Some very unlucky FBI agents (I hope it was the dopey duo from Portland who brought the ducks) dig through the rattlesnakes guarding the cache and replace the.50-caliber M87 sniper rifle with an identical model, sealing everything back the way it was. Forensics determines the gun found in the pit is, in fact, the same one that fired the round that killed Sergeant Mackee. Dick Stone’s fingerprints are all over it.
As a result, a horrendous argument breaks out in the conference room in Los Angeles.
“We have the cop killer,” Galloway says right away. “Case closed.” “Dick Stone is more than a killer.” Angelo has loosened the Rolex and is spinning it around his wrist. “He’s an anarchist who hates the FBI.” Donnato: “That’s why we bust him and get Ana out.”
“What are we in there for?” Angelo yells. “FAN!” “Stone is moments away from making her. If he hasn’t already.” Angelo: “We don’t want to blow the operation on a lousy murder charge.” Donnato gets up from the table to confront him. “Killing an officer gets Stone the death penalty.” Angelo shrugs. “Stone being dead is not the mission.”
“What is the mission? Remind us.”
“Stone giving up his contacts.”
“He’ll talk when he’s in prison.”
“A former FBI guy? How does that work?”
“He gets protective custody.”
“Peter Abbott wants the big picture,” Angelo says impatiently.
“Peter Abbott sits at a desk in Washington while Ana Grey is at risk. He’s exactly the guy we should be worried about.” Donnato is incredulous. “Whose side are you on?” “You’re asking me that? You are really asking me that? Think twice about walking to your car alone, buddy.” Donnato: “Is that a threat?”
“I see we are taking our testosterone pills this morning,” says Galloway by way of warning.
They back off, but only to regroup.
“Anybody remember a case in the seventies called Turquoise? Ana flagged it from a conversation with Rosalind, who subsequently provided me with confirmation and pulled the abstract. We connected the Weathermen to a string of armored car robberies taking place in Arizona. Dick Stone went in as the undercover. Ana says there’s talk of some kind of buried turquoise up in Oregon. She’s wondering if there’s a connection with Stone and the old Turquoise case.” “In reality?” Angelo says. “Or in his head?”
Galloway: “Pull up the complete files and court transcripts.” He mouths the dead cigar. “Let’s review. Angelo’s feeling is that whatever is taking place in the here and now, Dick Stone isn’t pulling this off alone. The cache of weapons indicates international connections. He’s up there on the food chain but answering to a higher power.” “The higher power is someone in the Bureau,” Donnato says, barely keeping a lid on it. “Given the Toby Himes revelation, we’d better look closely at who’s in charge and why.” They don’t tell me until later, but as a result of running his license plate at the midsummer festival, Toby Himes has become a “person of interest” to Operation Wildcat.
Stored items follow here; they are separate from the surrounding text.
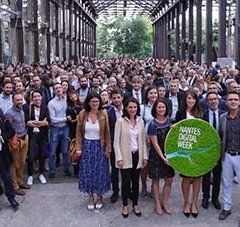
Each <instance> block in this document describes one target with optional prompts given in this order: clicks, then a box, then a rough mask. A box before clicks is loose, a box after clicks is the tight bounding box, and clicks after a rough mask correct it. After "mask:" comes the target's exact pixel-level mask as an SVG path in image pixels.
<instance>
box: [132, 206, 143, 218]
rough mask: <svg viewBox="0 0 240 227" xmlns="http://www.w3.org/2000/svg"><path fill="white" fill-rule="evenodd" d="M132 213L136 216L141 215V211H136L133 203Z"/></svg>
mask: <svg viewBox="0 0 240 227" xmlns="http://www.w3.org/2000/svg"><path fill="white" fill-rule="evenodd" d="M133 213H134V214H135V215H136V216H137V217H141V216H142V212H141V211H140V212H136V210H135V208H134V205H133Z"/></svg>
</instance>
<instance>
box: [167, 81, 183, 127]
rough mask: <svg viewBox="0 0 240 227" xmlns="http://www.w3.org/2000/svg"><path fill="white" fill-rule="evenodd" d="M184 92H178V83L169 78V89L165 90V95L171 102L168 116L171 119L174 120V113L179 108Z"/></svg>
mask: <svg viewBox="0 0 240 227" xmlns="http://www.w3.org/2000/svg"><path fill="white" fill-rule="evenodd" d="M183 96H184V94H183V93H180V92H178V83H177V82H176V81H174V80H171V81H170V83H169V91H167V92H166V95H165V97H166V98H167V99H169V100H170V101H171V102H172V114H171V116H170V119H171V121H172V122H173V123H174V122H175V121H176V114H177V111H178V110H179V108H180V106H181V103H182V99H183Z"/></svg>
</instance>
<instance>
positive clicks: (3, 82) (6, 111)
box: [0, 80, 13, 114]
mask: <svg viewBox="0 0 240 227" xmlns="http://www.w3.org/2000/svg"><path fill="white" fill-rule="evenodd" d="M2 88H3V91H2V93H1V94H0V103H1V109H2V111H3V113H4V114H5V113H6V112H7V111H8V110H9V109H10V108H11V107H12V105H13V102H12V95H11V94H12V90H13V84H12V82H11V81H9V80H7V81H4V82H3V84H2Z"/></svg>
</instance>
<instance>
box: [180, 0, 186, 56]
mask: <svg viewBox="0 0 240 227" xmlns="http://www.w3.org/2000/svg"><path fill="white" fill-rule="evenodd" d="M181 5H182V42H181V43H182V45H181V47H182V48H181V60H186V11H185V9H186V1H183V2H182V4H181Z"/></svg>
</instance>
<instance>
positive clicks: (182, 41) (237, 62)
mask: <svg viewBox="0 0 240 227" xmlns="http://www.w3.org/2000/svg"><path fill="white" fill-rule="evenodd" d="M213 15H217V20H216V22H217V24H219V27H217V28H215V29H217V31H215V32H217V40H218V44H217V48H215V49H213V41H214V39H215V38H216V37H213V35H214V31H213V27H214V26H213V25H214V21H213ZM151 17H152V18H155V20H154V22H153V29H154V56H155V57H157V58H170V57H172V56H174V57H176V58H177V59H181V60H186V59H188V60H194V61H197V62H198V63H202V61H203V60H204V61H205V62H206V63H208V64H209V65H210V64H211V63H212V62H213V61H215V60H216V58H217V57H218V58H222V57H232V56H233V57H234V59H235V61H236V63H237V64H238V66H240V0H162V1H159V4H158V6H157V7H156V8H155V10H154V11H153V13H152V14H151ZM203 26H205V29H203ZM203 31H205V32H203ZM172 38H174V39H173V40H172ZM203 40H205V42H204V43H203ZM231 48H232V49H233V51H232V52H233V53H231V50H230V49H231ZM214 53H215V56H213V55H214Z"/></svg>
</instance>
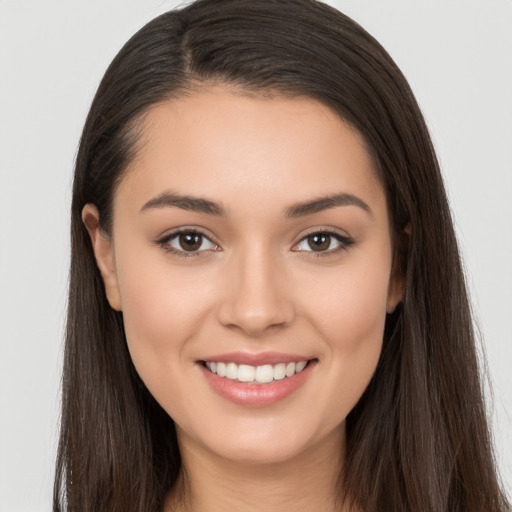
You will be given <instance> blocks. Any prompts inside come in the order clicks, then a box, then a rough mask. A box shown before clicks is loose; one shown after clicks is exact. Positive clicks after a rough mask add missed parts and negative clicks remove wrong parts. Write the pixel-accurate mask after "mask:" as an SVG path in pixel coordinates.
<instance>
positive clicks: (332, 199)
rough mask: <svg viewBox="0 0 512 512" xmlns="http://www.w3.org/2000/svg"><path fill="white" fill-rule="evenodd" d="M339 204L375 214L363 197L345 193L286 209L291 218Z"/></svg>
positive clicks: (312, 200) (286, 212) (311, 213)
mask: <svg viewBox="0 0 512 512" xmlns="http://www.w3.org/2000/svg"><path fill="white" fill-rule="evenodd" d="M338 206H357V207H358V208H361V209H363V210H364V211H365V212H367V213H369V214H370V215H371V216H373V214H372V210H371V208H370V207H369V206H368V205H367V204H366V203H365V202H364V201H363V200H362V199H360V198H359V197H357V196H354V195H352V194H345V193H340V194H333V195H330V196H326V197H320V198H318V199H313V200H312V201H306V202H304V203H299V204H296V205H293V206H290V208H288V209H287V210H286V216H287V217H290V218H296V217H303V216H306V215H311V214H313V213H318V212H321V211H324V210H329V209H331V208H336V207H338Z"/></svg>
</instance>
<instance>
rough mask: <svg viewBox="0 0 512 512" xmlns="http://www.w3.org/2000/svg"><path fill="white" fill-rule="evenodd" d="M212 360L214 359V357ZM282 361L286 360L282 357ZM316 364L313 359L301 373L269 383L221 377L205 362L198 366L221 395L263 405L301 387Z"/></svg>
mask: <svg viewBox="0 0 512 512" xmlns="http://www.w3.org/2000/svg"><path fill="white" fill-rule="evenodd" d="M304 360H305V359H304V357H299V358H298V359H292V360H291V361H290V362H293V361H304ZM212 361H214V359H212ZM215 361H222V359H220V360H219V359H215ZM229 361H231V362H236V360H235V361H234V360H233V359H229ZM246 361H247V360H246ZM280 362H285V361H283V360H282V359H281V360H280ZM239 364H243V363H239ZM266 364H271V363H266ZM316 364H317V361H316V360H312V361H310V362H309V364H308V365H307V366H306V368H304V370H302V371H301V372H300V373H296V374H295V375H293V376H292V377H285V378H284V379H282V380H277V381H272V382H269V383H268V384H252V383H251V384H249V383H246V382H238V381H237V380H231V379H228V378H225V377H219V376H218V375H216V374H215V373H212V372H211V371H210V370H209V369H208V368H206V367H205V366H204V365H203V364H198V366H199V368H200V370H201V371H202V373H203V376H204V377H205V378H206V380H207V382H208V384H209V385H210V386H211V387H212V389H213V390H214V391H215V392H216V393H217V394H219V395H220V396H221V397H223V398H225V399H226V400H229V401H230V402H232V403H234V404H237V405H245V406H252V407H263V406H267V405H272V404H275V403H277V402H279V401H281V400H283V399H285V398H286V397H288V396H289V395H291V394H292V393H293V392H294V391H296V390H297V389H298V388H300V387H301V386H302V385H303V384H304V383H305V382H306V380H307V379H308V378H309V376H310V375H311V374H312V372H313V370H314V367H315V366H316Z"/></svg>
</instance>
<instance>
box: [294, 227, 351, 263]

More, the star quarterback. He lives in Stevenson, a tiny river town on the Washington side of the Columbia River Gorge, where he is employed as the town engineer. If he had come from there the night of the midsummer festival, it would have been almost a three-hour drive to see Mr. Terminate at Dick Stone’s farm. The black man and the biker didn’t meet to discuss hazelnuts.